Watershed Improvement Act Introduced in Pennsylvania Senate Environmental Resources and Energy Committee
April 20, 2015. New York, New York. Bion Environmental Technologies, Inc. (OTC QB: BNET), a provider of comprehensive livestock waste treatment technology, announced that Pennsylvania Senate Bill 724, the Watershed Improvement Act, was recently introduced in the PA Senate Environmental Resources and Energy Committee. The legislation is focused on reducing the cost to Pennsylvania’s tax and ratepayers to comply with the state’s Chesapeake Bay pollution mandates.
If adopted, SB 724 will enable Pennsylvania’s public authorities to procure low-cost verified nutrient reduction credits from all sources, including manure treatment technologies such as Bion’s. The bill would establish a competitively bid program to be administered by the Department of Environmental Protection (DEP) and the Pennsylvania Infrastructure Investment Authority (PENNVEST). The program would acquire verified credits on behalf of and up to the extent of the commitment of public authorities based on cost and the value of local environmental benefits, which is consistent with how the state presently procures the bulk of its goods and services.

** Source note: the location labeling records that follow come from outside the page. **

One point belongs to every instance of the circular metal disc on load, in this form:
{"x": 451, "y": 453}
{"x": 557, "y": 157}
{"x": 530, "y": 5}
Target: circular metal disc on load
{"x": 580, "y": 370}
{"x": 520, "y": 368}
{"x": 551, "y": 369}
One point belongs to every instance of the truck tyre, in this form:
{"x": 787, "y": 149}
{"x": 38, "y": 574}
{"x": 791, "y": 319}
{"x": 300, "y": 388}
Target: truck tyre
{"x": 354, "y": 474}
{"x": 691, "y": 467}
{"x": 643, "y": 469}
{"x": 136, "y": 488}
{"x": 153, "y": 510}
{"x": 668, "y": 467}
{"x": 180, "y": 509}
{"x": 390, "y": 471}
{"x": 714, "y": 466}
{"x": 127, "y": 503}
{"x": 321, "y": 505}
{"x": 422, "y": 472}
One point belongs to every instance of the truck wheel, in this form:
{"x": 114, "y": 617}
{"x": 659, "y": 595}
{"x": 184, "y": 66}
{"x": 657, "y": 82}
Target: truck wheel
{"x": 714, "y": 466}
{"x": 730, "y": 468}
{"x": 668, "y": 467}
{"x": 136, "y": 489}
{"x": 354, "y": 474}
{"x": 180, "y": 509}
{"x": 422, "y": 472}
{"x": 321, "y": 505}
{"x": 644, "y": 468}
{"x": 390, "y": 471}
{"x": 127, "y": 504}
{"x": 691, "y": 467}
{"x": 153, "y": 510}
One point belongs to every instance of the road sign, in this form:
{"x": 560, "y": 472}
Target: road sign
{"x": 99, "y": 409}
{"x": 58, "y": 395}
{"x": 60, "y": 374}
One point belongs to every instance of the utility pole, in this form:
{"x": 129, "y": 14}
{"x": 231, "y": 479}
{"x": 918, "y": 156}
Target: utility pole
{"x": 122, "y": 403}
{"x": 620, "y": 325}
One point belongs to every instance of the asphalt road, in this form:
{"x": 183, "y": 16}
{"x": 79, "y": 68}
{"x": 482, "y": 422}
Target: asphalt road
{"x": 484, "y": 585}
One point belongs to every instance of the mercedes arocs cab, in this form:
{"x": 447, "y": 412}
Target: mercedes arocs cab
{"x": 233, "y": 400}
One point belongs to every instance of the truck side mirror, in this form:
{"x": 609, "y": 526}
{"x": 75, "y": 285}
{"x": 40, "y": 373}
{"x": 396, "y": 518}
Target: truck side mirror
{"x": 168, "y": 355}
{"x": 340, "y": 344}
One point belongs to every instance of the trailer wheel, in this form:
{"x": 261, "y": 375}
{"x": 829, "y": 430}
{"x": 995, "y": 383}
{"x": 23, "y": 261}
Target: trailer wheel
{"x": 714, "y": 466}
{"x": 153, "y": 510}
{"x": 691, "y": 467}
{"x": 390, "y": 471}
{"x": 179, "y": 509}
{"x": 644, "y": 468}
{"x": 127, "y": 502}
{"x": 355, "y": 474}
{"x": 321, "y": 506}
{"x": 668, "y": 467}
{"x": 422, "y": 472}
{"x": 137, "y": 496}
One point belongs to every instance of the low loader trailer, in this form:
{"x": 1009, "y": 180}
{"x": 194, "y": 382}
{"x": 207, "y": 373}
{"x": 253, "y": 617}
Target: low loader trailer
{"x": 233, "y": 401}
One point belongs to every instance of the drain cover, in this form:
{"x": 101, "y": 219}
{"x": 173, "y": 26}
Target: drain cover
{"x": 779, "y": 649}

All credits would have to be verified through a DEP-approved verification plan. Verification would be determined either by an approved verification plan including onsite monitoring and measurement, or through the application of an ‘uncertainty factor’ to approved Best Management Practices that are based on historical models and subject to a wide range of variables. The Kreider Farms Dairy-Bion system, which was financed by PENNVEST, has a DEPapproved verification plan in place that is supported by its onsite monitoring and testing capability, as would future Bion projects.
The Watershed Improvement Act, sponsored by Senator Elder Vogel (R-47), is supported by major state and national livestock production stakeholders. Livestock waste cleanup represents a large, virtually untapped source of nutrient reductions that can dramatically reduce costs while accelerating compliance with the Pennsylvania’s Chesapeake Bay mandates. In a bipartisan 2013 report, Pennsylvania’s Legislative Budget and Finance Committee projected annual savings up to $1.5 billion (80 percent) in Bay compliance costs by 2025, if the state adopts a competitive bidding program to procure verified nutrient reductions.
The Chesapeake Bay TMDL (total maximum daily load) requires substantial reductions in nitrogen, phosphorus and sediment from the six Bay states and Washington, D.C. Pennsylvania missed its 2013 nitrogen reduction target by 2 million pounds and is projected to miss 2017’s targets by at least 5 to 10 million pounds. A Special Report, recently issued by the Pennsylvania Auditor General, highlighted the economic consequences of EPA-imposed sanctions if the state fails to meet the 2017 TMDL targets, as well as the need to support using low-cost solutions and technologies as alternatives to higher-cost public infrastructure projects, where possible.
Craig Scott, Bion’s director of communications, stated, “We applaud Senator Vogel for his commitment to both a healthy Bay and Pennsylvania’s tax- and rate-payers. SB 724 offers an affordable path to meet the state’s Bay mandates, especially with looming requirements in the stormwater sector. It will be substantially less expensive and more effective to remove nitrogen and phosphorus from livestock waste at the farm, while it is still concentrated, than it will be to clean it up through stormwater remediation. We look forward to working with DEP and PENNVEST on Kreider Phase 2, as well as other projects in the state.”
Bion’s proven and patented technology platform provides verifiable comprehensive environmental treatment of livestock waste and recovers renewable energy and valuable nutrients from the waste stream. For more information, visit www.biontech.com.
This material includes forward-looking statements based on management’s current reasonable business expectations. In this document, the words ‘expect’, ‘will’, ‘proposed’ and similar expressions identify certain forward-looking statements. These statements are made in reliance on the Private Securities Litigation Reform Act, Section 27A of the Securities act of 1933, as amended. There are numerous risks and uncertainties that could result in actual results differing materially from expected outcomes.